Дальше Виктор Викторович уселся за стол-президиум, склонился над чем-то из аудитории невидимым и стал проводить перекличку.
— Александрович… Бугаёв… Горохова… — зазвучала в воздухе знакомая и подзабытая Жекой последовательность фамилией. Это была группа «А», в ней учились Ростик с Костиком, сам Жека, как и Рюха, состояли в группе «Б».
Когда послышалась фамилия Костика Киселёв, Ростик, чуть прикрыв рот ладонью, крикнул изменённым и тонковатым голосом: «Я!» А когда через время прозвучала его фамилия Широбоков, он солидно произнёс: «Присутствует». И это прокатило, не поднимавший голову от списка Вик-Вик махинации не заметил.
Сам Жека прикрывать соседа Рюху не решился, он и своё «Есть», когда пришла очередь, выдавил хрипло и как-то неестественно.
Дальше Виктор Викторович застучал мелом по доске, широкой и зелёной, и началась, собственно, лекция. На этом месте Ростик зевнул, пристроил голову на сложенные на парте руки и, похоже, действительно заснул. А Жеке на этом месте вдруг подумалось, что сейчас, в настоящем своём возрасте, он уже старше вот этого Вик-Вика, и на прилично. Думая эту кислую мысль, Жека испытал знакомое чувство, которому, однако, трудно придумать название. В первый раз оно накрыло его в тридцать семь, когда он вдруг осознал, что уже два года как подходит по возрасту, чтобы участвовать в ветеранских футбольных турнирах. Тогда это чувство походило на лёгкое смятение, а теперь оно стало уже привычным.

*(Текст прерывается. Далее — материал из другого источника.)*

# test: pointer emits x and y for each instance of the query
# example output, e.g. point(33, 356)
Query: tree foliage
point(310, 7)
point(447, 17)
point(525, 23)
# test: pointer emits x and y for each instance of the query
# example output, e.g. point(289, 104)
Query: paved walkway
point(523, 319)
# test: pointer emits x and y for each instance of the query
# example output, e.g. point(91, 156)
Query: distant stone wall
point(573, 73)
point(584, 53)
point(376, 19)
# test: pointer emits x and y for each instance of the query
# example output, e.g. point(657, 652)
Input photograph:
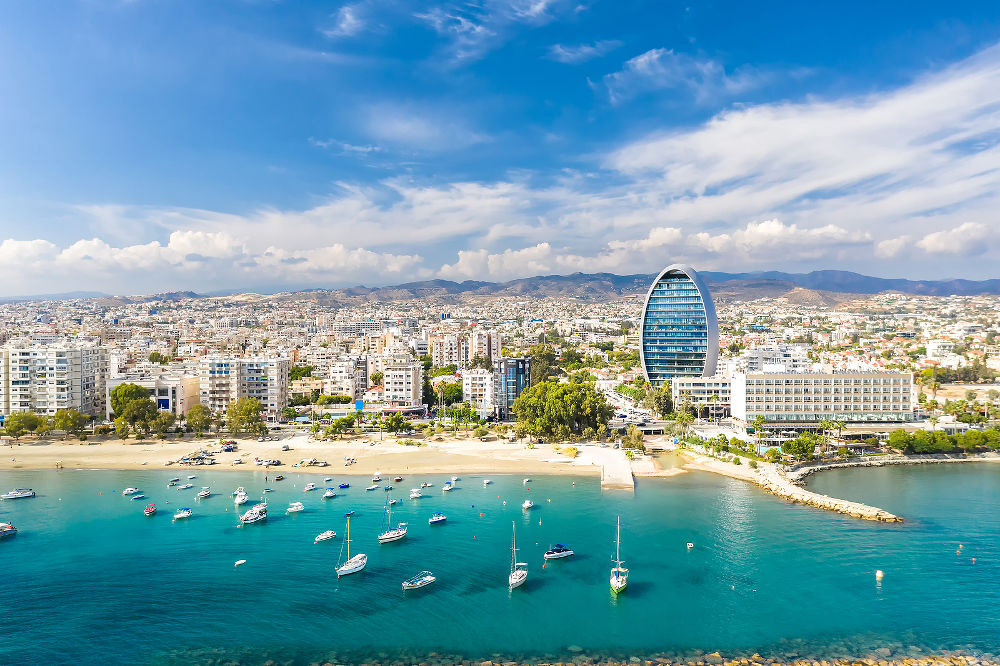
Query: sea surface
point(89, 579)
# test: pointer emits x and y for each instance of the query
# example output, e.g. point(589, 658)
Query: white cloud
point(965, 239)
point(582, 52)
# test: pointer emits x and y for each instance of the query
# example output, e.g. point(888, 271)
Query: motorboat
point(558, 551)
point(353, 564)
point(388, 532)
point(518, 570)
point(256, 513)
point(23, 493)
point(619, 574)
point(422, 579)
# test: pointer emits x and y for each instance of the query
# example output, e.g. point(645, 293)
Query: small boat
point(353, 564)
point(256, 513)
point(388, 532)
point(22, 493)
point(619, 574)
point(422, 579)
point(518, 570)
point(558, 551)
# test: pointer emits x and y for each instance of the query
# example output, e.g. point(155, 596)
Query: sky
point(157, 145)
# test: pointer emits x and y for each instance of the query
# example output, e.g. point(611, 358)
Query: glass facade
point(680, 334)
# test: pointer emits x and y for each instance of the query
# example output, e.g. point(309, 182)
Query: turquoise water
point(91, 580)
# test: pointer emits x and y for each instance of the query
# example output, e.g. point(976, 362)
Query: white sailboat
point(518, 570)
point(619, 574)
point(388, 532)
point(353, 564)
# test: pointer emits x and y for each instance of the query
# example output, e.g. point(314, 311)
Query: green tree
point(123, 394)
point(199, 417)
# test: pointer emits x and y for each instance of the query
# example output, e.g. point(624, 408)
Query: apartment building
point(807, 398)
point(44, 379)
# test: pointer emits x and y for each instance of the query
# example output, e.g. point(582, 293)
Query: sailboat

На доске прорастали белые грядки формул, там транслировались знания, что в последующей жизни сроду не пригодятся, и даже те студенты, что сейчас пытаются старательно в них вникнуть, через полгода выбросят это всё из головы, как страшный сон. Вик-Вик, не переставая скрипеть мелом, принялся свои замудрённые химические штуки объяснять, и Жека, при всём своём уважении, слушать его не стал. Вместо этого студент Евгений Барсуков раскрыл тетрадь на чистом месте (химического конспекта в пакете не оказалось, и он взял первый попавшийся) и нарисовал там отвлечённую геометрическую абстракцию в стиле кубизма, а потом стал незаметно рассматривать присутствующих. Больше, конечно, уделял внимание одногруппникам и тем, с кем плотно общался в общежитии. Про Короля и предстоящие неприятные дела думать ему сейчас не хотелось.
Вот Гоша Чибирякин, что жил в комнате напротив Жекиной, они тусили в одной компании. Гоша — всегда аккуратный, причёсанный и выглаженный, в обязательно начищенной до блеска обуви. Сейчас бы сказали: метросексуал, а тогда за такие слова кто-то наверняка получил бы в морду. Судя по всему, вчера Гоша тоже тусил, так что теперь сидит с кислым лицом и откровенно страдает: голова, видимо, бо-бо, и хочется водички. Ну, этот хоть пришёл на учёбу, соседа его Черепа вообще, вон, не видать. А насчёт водички Жека и сам ощущал настоятельную потребность и уже ждал и не мог дождаться звонка на малую перемену — сбегать и попить из-под крана. Здесь все спокойно пьют воду из-под крана, и если им сказать, что бывает обычная, не газированная вода в бутылках и за неё нужно платить деньги, они просто покрутят пальцем у виска. А Гоша — да, Гоша Чибирякин ещё на пятом курсе женится на симпатичной Ксюше, что сидит сейчас за партой в первом ряду вместе со своей неразлучной крокодилоподобной подругой Шлыковой, дослужится постепенно до директорских высот в каком-то оптово-торговом бизнесе, и всё у них с Ксюшей будет в порядке. В порядке в материальном плане, а как там у них обстоит внутри семьи, кто ж его знает, чужая душа потёмки.
Жеке тоже одно время нравилась Ксюша, но в ту турбулентную и калейдоскопическую пору ему вообще много кто нравился.
Рядом с Ксюшей светлели кучеряшки Ольги Ананьевой. После института она какими-то путями пристроится в Налоговую инспекцию, на самую мелкую должность, сразу после уборщицы, и потом, год за годом прогрызая себе дорогу наверх, она станет-таки в этой самой городской Налоговой главной начальницей. Вот вроде бы полезное знакомство, не совсем чужой человек, но что-то Жеке подсказывало, что соваться к Ольге за каким-то по её теме содействием бесполезно, ничем и никому помогать она не станет.